Menurut temuan VulnCheck, kerentanan ini berasal dari ketidakmampuan perangkat lunak pada router D-Link yang lebih tua untuk membersihkan input pengguna dengan benar. Kondisi ini membuka celah bagi peretas untuk mengirim permintaan yang dirancang khusus ke router, memungkinkan mereka menyuntikkan dan mengeksekusi perintah shell secara arbitrer dari jarak jauh. Akibatnya, peretas dapat mengambil alih kendali penuh atas perangkat keras router.
Artikel informatif lainnya dapat dibaca di Mureks mureks.co.id.
Eksploitasi ini dilaporkan telah aktif sejak November lalu, dengan peneliti VulnCheck menyebutkan bahwa serangan dimulai dari pustaka dnsfg.cgi. Titik akhir yang terpengaruh terkait dengan perilaku modifikasi DNS, sebuah teknik yang sebelumnya digunakan untuk mengarahkan lalu lintas pengguna ke situs berbahaya atau memicu perilaku jahat lainnya.
Kerentanan ini juga diduga terkait dengan serangan DNSCharger dan GhostDNS pada tahun 2016 dan 2019. Serangan-serangan tersebut menargetkan varian firmware model gateway DSL, sebagian besar terjadi di Brasil, dan bertujuan untuk melakukan pencurian data.
Mureks mencatat bahwa router seringkali rentan terhadap serangan karena beberapa alasan, termasuk kurangnya pengamanan yang tepat, penggunaan perangkat yang sudah usang, dan jarang menerima pembaruan firmware secara berkala.
Cara Menjaga Keamanan Router Anda
Untuk melindungi diri dari ancaman ini, ada beberapa langkah penting yang dapat diambil:
- Ganti Router Lama: Jika Anda memiliki router yang sudah usang, segera ganti dengan model terbaru yang masih menerima pembaruan perangkat lunak dan patch keamanan dari produsen. Selain keamanan, router baru juga menawarkan pengalaman internet yang lebih baik, termasuk kecepatan yang lebih tinggi dan kemampuan menangani banyak perangkat secara bersamaan.
- Terapkan Pembaruan Keamanan: Selalu terapkan semua patch keamanan dan pembaruan firmware yang tersedia untuk router Anda sesegera mungkin.
- Gunakan Kata Sandi Kuat: Pastikan Anda menggunakan kata sandi yang kuat dan unik dengan minimal 16 karakter. Penggunaan pengelola kata sandi dapat membantu Anda membuat dan menyimpan kata sandi dengan aman.
- Nonaktifkan Administrasi Jarak Jauh: Matikan fitur administrasi jarak jauh (remote administration) pada router Anda jika tidak diperlukan.
- Mulai Ulang Perangkat: Lakukan reboot perangkat secara berkala.
- Gunakan Perangkat Lunak Antivirus: Pertimbangkan untuk menggunakan salah satu perangkat lunak antivirus terbaik yang menawarkan fitur tambahan seperti VPN untuk perlindungan saat online.

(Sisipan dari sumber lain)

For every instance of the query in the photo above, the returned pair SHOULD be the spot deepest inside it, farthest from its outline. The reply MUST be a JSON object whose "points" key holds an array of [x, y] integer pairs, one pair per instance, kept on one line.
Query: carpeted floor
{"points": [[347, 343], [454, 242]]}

Jika Anda mencurigai router Anda telah disusupi, Anda dapat menghubungi FBI’s IC3 (Internet Crime Complaint Center) melalui situs web ic3.gov untuk mengajukan laporan.
Bagi yang menginginkan koneksi Wi-Fi terbaru, router Wi-Fi 7 akan memberikan pengalaman terbaik. Namun, jika kecepatan 6GHz bukan prioritas, router Wi-Fi 6 masih merupakan peningkatan signifikan.